Leur redoutable aspect, leurs efforts meurtriers
Font à leur premier choc tomber des rangs entiers ;
Tournant encor contre eux les canons qu'ils enlèvent,
Pour mourir par le fer quelques uns se soulèvent
Et le peuple partout tremblant, épouvanté
Se disperse aussitôt par la fuite emporté
Les Marseillois eux seuls se battant en retraite,
En tombant sous leurs coups osent leur faire tête ;
Le fer qui les défend lasse leurs bras meurtris
Du sanglant Carouzel ils sont déjà sortis.
Leur fuite aux citoyens va devenir fatale.
Tout est désespéré, l'alarme est générale,
Ils résistent encor, mais attaqués, toujours
Leur voix en expirant demande du secours
L'on pleure, l'on pâlit « Mourrons, vengeons nos frères,
Ils sont tous massacrés par des mains sanguinaires »,
Ce cri semé partout, et partout entendu
Ralie en un instant tout le peuple éperdu,
Et dans ce second choc, devenu plus terrible,
Les vainqueurs étonnés le trouvent invincible.
Déjà leurs bataillons sur la place avancés
Combattent sous leurs toits jusques là repoussés.
Pour y mettre le feu les torches embrasées
S'élèvent dans les airs avec force élancées.
On y parvient bientôt, et plus que les dangers
La perte de leurs biens trouble ces étrangers :
Ils défendent les murs qui leur servent d'azile,
Un renfort du palais à leurs côtés défile.
Le combat recommence, on s'attaque de front,
Le blessé se relève, on frappe, on se confond.
De tous les combattants la rage se signale,
Par de semblables maux, par une perte égale :
Tout s'arme, les vieillards, les femmes, les enfans
Demandent à doubler des postes importans.
Le bitume fondant dans leurs animées
Verse par longs torrents ses ondes enflammées
La poussière, les traits qui volent dans les airs
Dérobent sous les pas mille pièges couverts.
Le peuple est là plus loin, la muraille qui croule
Semble s'ensevelir dans tout le sang qui coule :
Ici le citoyen sur son frère mourant
Monte pour le venger, et tombe en combattant ;
Mais ses coups ont porté dans la horde ennemie.
Des soldats qu'elle pert on la voit éclaircie ;
Quand la gendarmerie arrivée à l'instant
Ses nombreux escadrons viennent la prendre au flanc
Au son de la trompette annonçant le carnage,
Ils ne soutiennent plus le combat qui s'engage :
Et le château cruel qui les avoit vomis
Les reçoit dans son sein, ils y sont poursuivis.
C'est leur dernier repaire on enfonce la porte,
On va de tous côtés, où l'attaque est plus forte :
On écoute les chefs. Des ordres vigilants
Remplacent tour à tour les nouveaux assaillants ;
Capet voit que les siens vont être mis en fuite
Le péril est pressant, au Sénat il l'évite.

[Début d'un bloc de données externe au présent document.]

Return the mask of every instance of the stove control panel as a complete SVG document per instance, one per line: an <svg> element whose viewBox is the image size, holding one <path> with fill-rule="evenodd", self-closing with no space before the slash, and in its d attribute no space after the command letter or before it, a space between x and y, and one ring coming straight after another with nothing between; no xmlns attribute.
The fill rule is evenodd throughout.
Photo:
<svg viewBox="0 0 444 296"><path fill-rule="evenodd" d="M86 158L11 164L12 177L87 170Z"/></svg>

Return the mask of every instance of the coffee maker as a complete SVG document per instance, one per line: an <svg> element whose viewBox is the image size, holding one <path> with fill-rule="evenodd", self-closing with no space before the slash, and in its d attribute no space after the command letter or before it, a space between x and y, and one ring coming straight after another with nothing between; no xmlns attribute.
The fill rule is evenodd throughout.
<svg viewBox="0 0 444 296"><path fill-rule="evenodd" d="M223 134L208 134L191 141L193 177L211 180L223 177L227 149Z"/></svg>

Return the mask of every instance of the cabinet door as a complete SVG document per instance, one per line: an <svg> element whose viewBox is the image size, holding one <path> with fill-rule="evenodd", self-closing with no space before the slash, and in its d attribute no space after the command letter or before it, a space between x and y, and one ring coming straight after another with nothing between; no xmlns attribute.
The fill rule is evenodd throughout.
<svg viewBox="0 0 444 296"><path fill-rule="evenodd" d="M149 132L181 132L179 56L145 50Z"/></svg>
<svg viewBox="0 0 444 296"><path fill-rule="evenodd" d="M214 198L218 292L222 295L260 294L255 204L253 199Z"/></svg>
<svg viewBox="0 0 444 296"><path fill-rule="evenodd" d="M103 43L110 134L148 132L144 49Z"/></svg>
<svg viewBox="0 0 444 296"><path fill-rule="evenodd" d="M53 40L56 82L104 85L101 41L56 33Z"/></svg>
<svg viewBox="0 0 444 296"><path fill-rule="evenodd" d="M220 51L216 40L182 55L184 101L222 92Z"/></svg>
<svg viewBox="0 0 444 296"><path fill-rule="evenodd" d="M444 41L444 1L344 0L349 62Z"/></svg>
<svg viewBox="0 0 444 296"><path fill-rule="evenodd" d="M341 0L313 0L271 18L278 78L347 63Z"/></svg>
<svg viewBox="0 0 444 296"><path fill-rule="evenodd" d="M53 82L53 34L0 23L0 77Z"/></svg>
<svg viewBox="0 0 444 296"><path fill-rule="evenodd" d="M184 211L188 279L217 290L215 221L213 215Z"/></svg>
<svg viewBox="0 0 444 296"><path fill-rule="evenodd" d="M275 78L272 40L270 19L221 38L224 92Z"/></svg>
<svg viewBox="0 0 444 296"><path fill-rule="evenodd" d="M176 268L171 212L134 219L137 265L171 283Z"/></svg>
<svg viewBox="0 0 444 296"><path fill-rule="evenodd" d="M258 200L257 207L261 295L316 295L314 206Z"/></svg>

D'Affri pour le servir n'a qu'un instant de plus.
Il tombe atteint d'un coup. Les Suisses sont perdus ;
L'un sur l'autre en fuyant leurs pas se précipitent ;
Mais ils trouvent cent fois le trépas qu'ils évitent,
On les atteint partout, partout exterminés,
Ils subissent leur sort, sans être pardonnés ;
Saisis, précipités du haut des galeries
Ils tombent, et leur sang rougit les Tuileries.
Le peuple souverain poursuit, foule à ses pieds
Les ornements royaux à grands frais amassés
Et son bras généreux attestant sa puissance,
Porte au haut du palais les couleurs de la France.
La première qui jette au loin un vif éclat,
Représente les feux d'un valeureux soldat.
Le blanc est des vertus simbole inefaçable :
Aux mages du ciel la troisième semblable,
Donnant seule du prix aux deux autres couleurs,
Semble en plaisant aux yeux transporter tous les cœurs :
De l'union des trois il résulte la force,
Qui de notre arbre saint défend la foible écorce ;
Et l'union, la force, avec la probité
Ont produit l'étendard cher à la Liberté.